Production ready Jupyter Notebooks

Python Jupyter notebooks are fundamental part of Data Science prototyping. Deploying this code in efficient manner is troublesome and it often means copy-pasting the prototype into the final product. Later when the product requires new features the code is copied once again, which is human error prone.

In Kyriba we wanted to have consistent code between development and production environment. This is now limited to scheduled jobs producing some artefacts like report or data to ingest. If you just want to regularly materialize output of Jupyter notebooks for the human users, you may find https://github.com/nteract/papermill tool interesting.

Jupyter is just IDE, store the code in Git.

You should always version control your code. To do that easily just mount the directory with repository already set up into the Jupyter instance. You have to enable write access for Jupyter to notebooks directory once in the project lifetime with chmod o+w notebooks.

# start_jupyter.sh
docker run --rm  -p 8888:8888 \
-e JUPYTER_ENABLE_LAB=yes \
-v $(pwd)/notebooks:/home/jovyan/work \
jupyter/pyspark-notebook:3395de4db93a

That way every file you create in Jupyter’s work directory can be instantly saved & synchronised with Git.

Beware of Jupyter noise

The .ipynb files contain a lot of noise does not have to be tracked by VCS. It includes output of notebooks and number representing order of cell execution history. We recommend to configure Pre-Commit hooks (https://pre-commit.com/) to remove it before committing the result.

repos:
  -   repo: https://github.com/pre-commit/pre-commit-hooks
      rev: v3.2.0
      hooks:
        -   id: trailing-whitespace
        -   id: end-of-file-fixer
  -   repo: https://github.com/kynan/nbstripout
      rev: 0.3.9
      hooks:
        -   id: nbstripout
            # You may want to preserve the output.
            #args: ["--keep-output"]

Environment aware

For local development let's hardcode configuration in the first cell. Optionally you can use local .env files. The cell has to be ignored in production environment and there are two ways of doing that. The easiest one is to set up the tag eg. developement for this cell and later filter out every cell with this tag.
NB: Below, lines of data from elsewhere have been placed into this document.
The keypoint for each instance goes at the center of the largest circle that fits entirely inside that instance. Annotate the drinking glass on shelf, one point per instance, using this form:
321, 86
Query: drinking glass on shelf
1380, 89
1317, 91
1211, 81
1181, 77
Use top-right corner "Property Inspector" → "Add tag". Other way of doing that is through nbconvert templates.

As Jupyter has still no managed way of setting up Conda environment for notebooks, you can use this cell for installing the required packages.

# Cell with developement configuration
%env DB_URL=jdbc:postgresql://my.local.postgres.server.at.kyriba/mylocaldb
%env SPARK_MASTER=local[4]
%env PREDICTION_DATE_START='2022-01-17'
import sys
!{sys.executable} -m pip install --quiet lightgbm==3.1.1

In the subsequent cell you load the configuration, whether it comes from previous cell or production environment variables injected to your container.

import os
prediction_date_start = os.getenv("PREDICTION_DATE_START")
db_url =  os.getenv("DB_URL")
spark_master = os.getenv("SPARK_MASTER")

Organise the modules

One of most common issues when prototyping with Jupyter is code duplication and lack of unit tests. The solution is to extract functions to local modules and reuse them - for example between backtest and actual prediction notebooks.

# myforecasting.py
from lightgbm import LGBMRegressor
import pandas as pd
def forecast():
  # (...)
  model = lgbm.fit(X_train, Y_train)

Such module with functions deserves proper unit testing integrated with your CI environment. If you frequently modify the content of the module remember to enable auto reloading, otherwise you will work with obsolete functions definitions.

%load_ext autoreload
%autoreload 2

Side note for spark users, get familiar with spark.sparkContext.addPyFile or this article (https://databricks.com/blog/2020/12/22/how-to-manage-python-dependencies-in-pyspark.html)

Ship it!

To generate the code from notebooks you can order your CI to use nbconvert tool. With --to scriptoption you can convert your notebooks into executable .py files produced to jobs directory.

# package_notebooks.sh
jupyter nbconvert --to script --TagRemovePreprocessor.enabled=True \
 --TagRemovePreprocessor.remove_cell_tags="['developement']" \
 --TemplateExporter.exclude_markdown=True \
 --output-dir=jobs \
 notebooks/*.ipynb
# copy local modules as well
cp notebooks/*.py jobs/

I recommend not to track the jobs directory in VCS. Remember to include all custom modules as well using cp command line tool. You have many options on how to build docker image to run the jobs. The most simple (and quite option is to reuse same jupyter notebook image that you used it the local development. You have to maintain requirements.txt files with a global list of required dependencies.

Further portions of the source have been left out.